脱ユビキチン化酵素とそのインヒビターによるユビキチン量の制御
ユビキチンは、細胞内で非常に多くの活動に利用されていますが、一方、その量は適切に維持されていなくてはならないようです。この論文では、ユビキチン量の制御機構の一つを示しました。

論文では、以下の事を示しました。
(1) cdc48の高温感受性変異株からマルチコピーサプレッサーを取得したところ、新規の遺伝子RFU1(regulator for free ubiquitin chains 1)がえられた。
(2) RFU1は、cdc48だけでなく、プロテアソームの変異とも遺伝的関係がみられたので、Rfu1はCdc48特異的ではなくユビキチン・プロテアソーム系一般に関与している因子であると考えられた。
(3) RFU1の欠損変異株では、基質が結合していないフリーのユビキチン鎖が消失し、単量体ユビキチンの量が増えていた。
(4) Rfu1のターゲットを探したところ、脱ユビキチン化酵素Doa4であり、Rfu1はDoa4のインヒビターであった。

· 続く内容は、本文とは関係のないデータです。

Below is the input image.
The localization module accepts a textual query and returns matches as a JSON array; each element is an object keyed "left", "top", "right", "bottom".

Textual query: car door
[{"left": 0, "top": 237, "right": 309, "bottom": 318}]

(5) 熱ショックを与えると、平常時にはみられるフリーのユビキチン鎖がすみやかに消失した。そしてこの消失に、Doa4とRfu1が関与していた。さらに熱ショック時には、Doa4の量が増えRfu1の量が減っていたため、熱ショック時には、Rfu1が結合していないDoa4が増えることが期待された。

以上の結果より、単量体ユビキチンの産生は、フリーのユビキチン鎖から生じる部分があり、それは脱ユビキチン化酵素とそのインヒビターのバランスによって制御されていることが考えられました。またフリーのユビキチン鎖は、平常時に、過剰なユビキチンを蓄えるリザーバーではないかというモデルを提唱しました。